We don’t normally think of lab animals as lucky, but in some sense, mdx mice—a primary model for studying Duchenne muscular dystrophy (DMD)—are more fortunate than their human counterparts. Both mdx mice and boys with DMD have recessive mutations in the X-linked dystrophin gene that result in loss of the dystrophin protein in muscle cells. Whereas boys with DMD develop severe muscle weakness and lose the ability to walk before adolescence, the mdx mice don’t exhibit serious limb muscle wasting until old age. Furthermore, DMD patients generally die in their teens or twenties, but the mdx mice live nearly as long as their healthy siblings. Why is the disease so much less severe in mice? Martin and colleagues speculated that differences between mice and humans in the chains of sugars, or glycans, that coat the cell surface might play a role. Dystrophin, a cytoskeletal protein, interacts with glycated transmembrane proteins; this complex links the muscle’s actin fibers to the extracellular matrix.
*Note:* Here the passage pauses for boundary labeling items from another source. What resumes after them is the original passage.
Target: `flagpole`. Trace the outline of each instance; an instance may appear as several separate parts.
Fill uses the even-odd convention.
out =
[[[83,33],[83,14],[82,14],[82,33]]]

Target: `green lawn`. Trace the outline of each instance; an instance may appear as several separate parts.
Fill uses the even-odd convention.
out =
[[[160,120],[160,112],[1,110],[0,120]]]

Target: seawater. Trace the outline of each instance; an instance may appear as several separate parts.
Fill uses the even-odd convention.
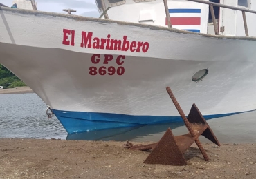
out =
[[[64,139],[56,117],[48,119],[46,105],[35,93],[0,94],[0,137]]]
[[[188,132],[182,122],[68,135],[56,117],[47,118],[46,109],[36,94],[0,94],[0,138],[143,142],[158,141],[168,127],[174,136]],[[256,143],[256,111],[211,119],[208,123],[220,143]],[[200,140],[209,142],[204,137]]]

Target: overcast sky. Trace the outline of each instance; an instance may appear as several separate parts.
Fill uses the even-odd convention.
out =
[[[12,6],[13,0],[0,0],[8,6]],[[52,12],[66,13],[62,10],[71,8],[76,10],[72,14],[86,17],[99,17],[100,14],[94,0],[35,0],[38,10]]]

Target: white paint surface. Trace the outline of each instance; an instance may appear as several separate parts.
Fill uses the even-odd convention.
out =
[[[0,10],[0,63],[53,109],[132,115],[179,115],[170,86],[184,112],[193,103],[203,114],[256,109],[256,41],[182,34],[149,26]],[[6,23],[7,22],[7,23]],[[153,27],[152,27],[153,28]],[[75,46],[62,44],[63,28],[75,30]],[[146,53],[80,47],[81,32],[93,36],[147,41]],[[13,39],[12,42],[12,39]],[[15,44],[14,44],[15,43]],[[93,54],[125,55],[123,76],[91,76]],[[117,67],[115,63],[110,65]],[[194,73],[208,68],[202,81]]]

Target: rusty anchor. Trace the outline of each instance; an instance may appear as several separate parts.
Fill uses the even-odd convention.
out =
[[[220,146],[220,143],[215,135],[195,104],[192,105],[187,118],[171,89],[167,87],[166,90],[183,120],[189,133],[174,136],[171,129],[168,128],[158,143],[144,145],[133,145],[127,140],[124,145],[131,149],[141,151],[152,149],[150,154],[144,161],[144,163],[185,165],[187,165],[187,160],[184,158],[183,154],[195,142],[205,160],[209,160],[209,157],[199,138],[202,135],[218,146]]]

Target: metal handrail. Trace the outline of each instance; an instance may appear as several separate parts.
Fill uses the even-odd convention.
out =
[[[3,3],[0,3],[0,6],[8,7],[8,6],[7,6],[6,5],[4,5]]]
[[[167,3],[165,2],[165,0],[163,0],[163,3],[165,5],[165,11],[166,11],[166,9],[168,9],[168,5],[167,4]],[[248,32],[247,22],[246,22],[246,12],[253,13],[253,14],[256,14],[256,11],[251,10],[248,10],[248,9],[244,9],[244,8],[241,8],[234,7],[234,6],[225,5],[225,4],[221,4],[221,3],[217,3],[210,2],[210,1],[204,1],[204,0],[187,0],[187,1],[196,2],[196,3],[205,3],[205,4],[209,5],[210,10],[212,17],[212,22],[213,22],[213,25],[214,25],[214,28],[215,35],[219,35],[219,28],[218,28],[217,25],[217,21],[216,21],[216,18],[215,18],[215,14],[214,14],[214,10],[213,9],[213,6],[221,7],[221,8],[227,8],[227,9],[231,9],[231,10],[241,11],[242,16],[243,16],[244,32],[245,32],[245,34],[246,34],[246,36],[249,36],[249,33]],[[168,18],[168,17],[169,17],[169,14],[168,14],[168,15],[167,14],[166,15],[166,17],[167,18],[167,19],[169,19],[168,21],[167,21],[168,22],[168,27],[172,27],[171,21],[170,21],[170,17]]]
[[[256,11],[255,11],[255,10],[244,9],[244,8],[237,8],[237,7],[234,7],[234,6],[228,6],[228,5],[225,5],[225,4],[221,4],[221,3],[217,3],[210,2],[210,1],[204,1],[204,0],[187,0],[187,1],[193,1],[193,2],[196,2],[196,3],[205,3],[205,4],[208,4],[208,5],[212,4],[214,6],[225,8],[231,9],[231,10],[240,10],[240,11],[245,11],[245,12],[247,12],[256,14]]]

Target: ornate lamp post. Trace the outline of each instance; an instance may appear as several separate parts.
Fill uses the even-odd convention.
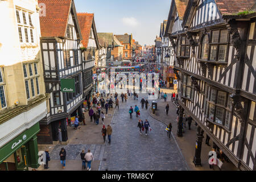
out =
[[[179,121],[178,121],[178,127],[177,131],[177,136],[183,136],[182,135],[182,120],[183,118],[184,109],[181,105],[179,106]]]

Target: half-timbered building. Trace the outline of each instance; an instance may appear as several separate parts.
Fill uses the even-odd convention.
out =
[[[96,52],[100,49],[97,35],[94,14],[78,13],[77,18],[80,26],[82,40],[81,41],[81,57],[82,60],[82,90],[84,97],[89,101],[93,88],[93,69],[95,67]]]
[[[256,170],[255,2],[172,1],[167,34],[180,119],[184,111],[199,126],[196,166],[205,133],[237,168]]]
[[[81,115],[84,100],[80,50],[82,34],[73,0],[40,0],[39,3],[45,5],[45,15],[40,17],[41,50],[46,90],[51,97],[48,101],[49,111],[40,121],[38,136],[40,143],[60,140],[66,144],[66,121],[77,114]],[[75,92],[61,92],[61,78],[75,79]]]

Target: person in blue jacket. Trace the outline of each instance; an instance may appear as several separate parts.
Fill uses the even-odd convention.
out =
[[[75,128],[74,129],[76,130],[77,129],[77,127],[79,126],[79,115],[77,115],[76,117],[76,119],[75,119]],[[79,129],[81,128],[81,127],[79,127]]]
[[[148,121],[147,119],[145,120],[145,122],[144,123],[144,127],[145,128],[146,131],[146,135],[147,135],[147,132],[148,131],[148,128],[150,127]]]
[[[131,106],[129,109],[129,113],[130,113],[130,118],[131,118],[131,114],[133,113],[133,107]]]
[[[137,111],[138,111],[139,109],[139,107],[138,107],[137,106],[137,105],[135,105],[135,107],[134,107],[134,112],[135,112],[136,113],[136,117],[138,118],[138,113],[137,113]]]

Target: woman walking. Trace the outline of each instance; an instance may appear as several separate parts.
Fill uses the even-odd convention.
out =
[[[127,93],[126,93],[125,94],[125,102],[126,102],[127,99],[128,98],[128,97],[127,96]]]
[[[60,150],[60,154],[59,154],[60,158],[60,163],[61,164],[63,164],[63,169],[65,168],[65,167],[66,166],[66,155],[67,152],[66,151],[64,148],[61,148],[61,150]]]
[[[103,139],[104,140],[104,142],[106,142],[106,129],[105,127],[105,125],[103,125],[103,127],[101,129],[101,133],[102,134]]]
[[[103,111],[101,111],[101,123],[104,124],[105,115]]]
[[[169,104],[167,104],[167,105],[166,106],[166,115],[168,115],[168,111],[169,111]]]
[[[129,113],[130,113],[130,118],[131,119],[131,114],[133,113],[133,107],[131,106],[129,109]]]
[[[148,105],[148,101],[147,100],[146,100],[145,101],[145,107],[146,109],[147,109],[147,106]]]
[[[139,134],[142,135],[142,133],[141,133],[141,129],[143,127],[143,122],[141,121],[141,119],[139,119],[137,127],[139,128]]]
[[[166,102],[166,100],[167,98],[167,94],[166,94],[166,92],[164,93],[164,102]]]
[[[85,160],[87,161],[87,170],[90,171],[92,169],[90,168],[90,164],[92,163],[92,160],[93,159],[93,155],[90,152],[90,150],[88,150],[88,152],[85,154]]]
[[[170,123],[168,125],[167,127],[169,129],[169,132],[167,133],[167,135],[169,135],[169,138],[171,138],[171,131],[172,131],[172,123]]]
[[[84,150],[82,150],[82,152],[80,153],[81,159],[82,160],[82,169],[85,169],[86,168],[86,163],[85,163],[85,153],[84,152]]]
[[[147,135],[147,131],[148,132],[148,128],[150,127],[148,121],[147,119],[145,120],[145,122],[144,123],[144,127],[145,128],[146,131],[146,136]]]
[[[92,122],[93,113],[94,113],[93,110],[92,109],[92,107],[90,107],[90,110],[89,110],[89,116],[90,116],[90,122]]]

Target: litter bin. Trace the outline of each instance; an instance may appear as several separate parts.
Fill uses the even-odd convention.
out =
[[[153,101],[152,102],[152,111],[153,114],[155,114],[155,111],[157,109],[158,109],[158,103],[156,101]]]

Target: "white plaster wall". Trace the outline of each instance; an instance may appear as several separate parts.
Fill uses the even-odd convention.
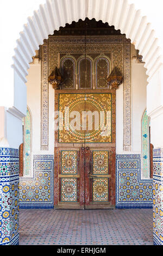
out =
[[[41,65],[30,65],[27,76],[27,105],[32,117],[32,155],[53,154],[54,135],[53,128],[54,93],[49,87],[49,149],[41,151]]]
[[[32,146],[35,154],[40,150],[41,65],[30,65],[27,76],[27,105],[32,114]]]
[[[141,153],[141,119],[146,108],[148,76],[143,64],[131,63],[131,151],[123,150],[123,85],[116,91],[116,154]]]

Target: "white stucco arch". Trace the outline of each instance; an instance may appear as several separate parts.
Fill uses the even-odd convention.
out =
[[[148,80],[163,65],[161,49],[151,23],[128,0],[46,0],[45,4],[40,5],[39,10],[34,10],[32,17],[28,17],[17,40],[12,68],[24,82],[29,63],[43,40],[66,23],[85,17],[108,22],[125,33],[143,56]]]

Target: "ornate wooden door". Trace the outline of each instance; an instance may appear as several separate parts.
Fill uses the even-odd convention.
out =
[[[115,91],[55,93],[59,126],[55,133],[55,207],[114,208]],[[94,113],[90,126],[89,111]],[[100,120],[96,119],[97,113]],[[79,119],[74,118],[78,115]],[[76,129],[72,128],[74,123]]]

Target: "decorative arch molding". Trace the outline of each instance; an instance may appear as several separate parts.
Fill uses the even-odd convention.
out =
[[[141,120],[141,176],[142,179],[150,179],[149,130],[150,118],[146,109]]]
[[[129,4],[127,0],[103,0],[103,4],[100,0],[46,0],[39,10],[34,10],[32,17],[28,17],[15,48],[12,67],[24,82],[29,63],[43,40],[66,23],[86,17],[108,22],[130,39],[143,56],[148,81],[163,65],[161,47],[151,24],[146,16],[142,16],[141,10],[136,10],[134,4]]]
[[[66,62],[69,62],[69,65],[68,66],[65,65]],[[73,65],[73,68],[70,66],[70,62],[72,63]],[[60,72],[62,74],[64,78],[65,78],[65,72],[66,73],[67,71],[69,71],[70,75],[66,75],[66,78],[65,79],[64,84],[65,86],[63,87],[64,89],[72,89],[75,88],[76,81],[76,74],[77,74],[77,62],[76,59],[71,55],[67,55],[61,58],[60,61]],[[73,86],[71,86],[72,85]]]

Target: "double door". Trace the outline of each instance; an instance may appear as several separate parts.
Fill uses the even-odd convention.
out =
[[[58,148],[55,155],[56,208],[114,208],[114,149]]]

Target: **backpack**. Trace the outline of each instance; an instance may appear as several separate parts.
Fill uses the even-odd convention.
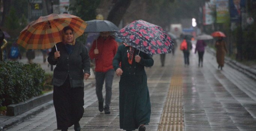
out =
[[[181,50],[187,50],[188,49],[188,44],[187,43],[186,40],[184,40],[183,41],[181,42],[179,48]]]
[[[12,46],[11,48],[10,52],[10,58],[11,59],[17,59],[19,57],[20,51],[18,47]]]

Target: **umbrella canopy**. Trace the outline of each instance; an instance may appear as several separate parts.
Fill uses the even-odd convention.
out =
[[[99,32],[102,31],[116,31],[118,27],[113,23],[107,20],[93,19],[86,21],[88,25],[85,32]]]
[[[149,54],[170,53],[174,42],[161,27],[134,21],[114,34],[126,44]]]
[[[7,32],[5,31],[3,31],[3,32],[4,34],[5,34],[5,38],[11,38],[11,36],[10,36],[9,34],[8,34]]]
[[[30,23],[21,32],[17,43],[27,49],[48,49],[62,41],[61,31],[64,27],[72,27],[76,38],[83,34],[87,25],[74,15],[53,13]]]
[[[225,34],[223,32],[220,31],[214,32],[211,35],[213,37],[226,37]]]
[[[177,39],[177,36],[176,36],[176,35],[173,34],[173,33],[172,33],[170,32],[168,32],[168,35],[169,36],[171,37],[171,38],[173,39]]]
[[[196,39],[198,40],[208,40],[213,39],[213,37],[211,36],[203,34],[199,35],[196,37]]]

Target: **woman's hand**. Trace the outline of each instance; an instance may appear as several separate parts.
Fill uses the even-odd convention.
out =
[[[87,79],[89,78],[90,75],[87,73],[84,74],[84,79],[86,80],[87,80]]]
[[[139,63],[141,59],[141,58],[140,57],[139,55],[136,55],[135,56],[135,61],[136,61],[137,63]]]
[[[116,73],[117,75],[117,76],[120,76],[123,74],[123,70],[120,68],[118,68],[116,70]]]
[[[56,51],[54,52],[54,58],[57,59],[60,56],[59,51]]]

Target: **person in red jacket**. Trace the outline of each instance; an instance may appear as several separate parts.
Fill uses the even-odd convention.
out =
[[[99,102],[99,110],[103,110],[105,114],[110,114],[109,106],[112,95],[112,84],[114,70],[112,61],[117,50],[117,43],[114,38],[110,36],[109,31],[101,32],[100,35],[94,40],[89,52],[90,58],[95,59],[96,95]],[[102,89],[105,81],[105,106]]]

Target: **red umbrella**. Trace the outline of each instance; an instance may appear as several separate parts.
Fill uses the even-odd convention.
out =
[[[214,32],[211,35],[213,37],[226,37],[226,35],[223,32],[220,31]]]
[[[134,21],[114,34],[128,45],[149,54],[170,53],[173,42],[161,27]]]

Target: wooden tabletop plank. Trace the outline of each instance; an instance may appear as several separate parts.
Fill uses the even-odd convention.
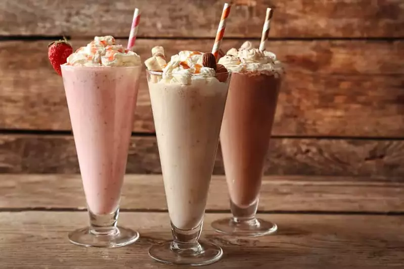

Because pathogens such as viruses and bacteria often bind to cell surface glycans to gain entry into the cell, these sugar chains are prone to modification during natural selection, leading to a great deal of variability between mammalian species. For example, because of a mutation in the CMAH gene, humans fail to produce a particular monosaccharide—Neu5Gc—that normally resides on the ends of glycan structures. In most other mammals, including mice, this gene is functional and Neu5Gc is produced.

Martin and co-workers tested whether CMAH gene function affects disease pathology by introducing a mutation, similar to that in humans, into the Cmah gene in mdx mice. Such double-mutant mice developed symptoms of muscular dystrophy earlier and more severely than the mdx mice, making their disease progression more like that in humans. The authors also found that glycans containing Neu5Gc bind more tightly to the extracellular matrix than those without, providing one possible model for the effects of a lack of CMAH: reduced binding of the dystrophin-associated glycoproteins to the extracellular matrix. Additionally, dietary Neu5Gc—from foods such as red meat—might accumulate in muscle fibers and induce an immune reaction against these cells, because Neu5Gc is detected as a foreign antigen in animals that do not produce it. This idea, which is supported by the work of Martin, Varki, and co-workers, raises the possibility of modulating diet as a potential therapy for DMD.


  • Citation: K. Chandrasekharan, J. H. Yoon, Y. Xu, S. deVries, M. Camboni, P. M. L. Janssen, A. Varki, P. T. Martin, A human-specific deletion in mouse Cmah increases disease severity in the mdx model of Duchenne muscular dystrophy. Sci. Transl. Med. 2, 42ra54 (2010).